Virologist Dr Vladimir Blinov fears comeback of flu strain which cost two million lives in 1957.
'Now you can make a vaccine in one week.' Picture: Vector State Research Centre
A return of the influenza virus could come in or around 2017, forecast Dr Blinov, former head Head of the Laboratory of Theoretical Biology and Virology, at world famous Vector Institute in Novosibirsk region.
'We are watching right now for the [development] of H2N2,' he told a conference. 'Mutations accumulate there, they appear periodically, but there should occur a recombination between avian and swine influenza. The reservoir for this new version of the virus has to be a pig, and from a pig can come H2N2.'
He forecast it could come in China, according to Russian media reports. This is the country with the largest populations of birds and pigs. His forecast is based on a 60 year cycle, and he pointed to the return in 1976 of strain H1N1, known as 'Spanish flu', which took 50 million lives in 1917-1918.
'The cycles are associated with the fact that people can keep the immunity for 60 years,' he said. 'The average person lives about 80 years. In 20 years he has become immune, and this is held for 60 years. It is about the average immune process in humanity.' According to him, within this larger cycle are also small cycles of 20 years, which, in turn, are divided into sub-cycles of 9 and 11 years, associated with the 11-year cycle of solar activity.
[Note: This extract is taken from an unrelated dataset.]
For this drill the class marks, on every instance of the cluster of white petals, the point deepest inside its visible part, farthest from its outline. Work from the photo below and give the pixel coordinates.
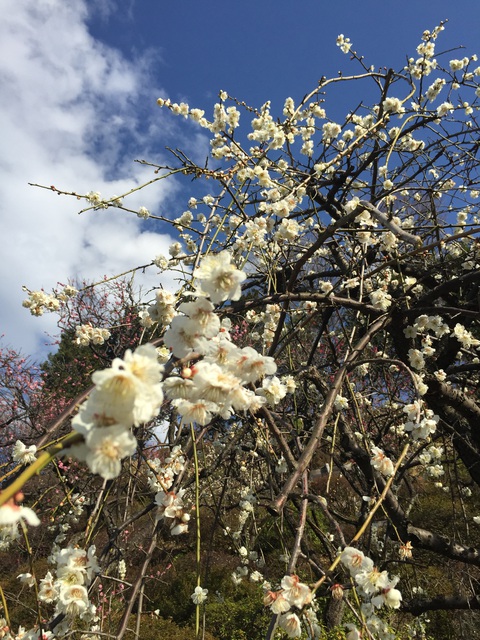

Blinov stated that the 'unplanned' appearance of the H1N1 virus in 2009 was due to solar activity. The previous pandemic caused by H2N2 virus occurred in 1957 and cost around 2 million lives, but he said that today a vaccine could be quickly developed. 'Now you can make a vaccine in one the week,' he said.
Dr Blinov is now director of the Department of Bioinformatics at South Korea's PanaGene. He was speaking at a conference at Koltsovo, headquarters of Vector, also known as Russia's State Research Center of Virology and Biotechnology.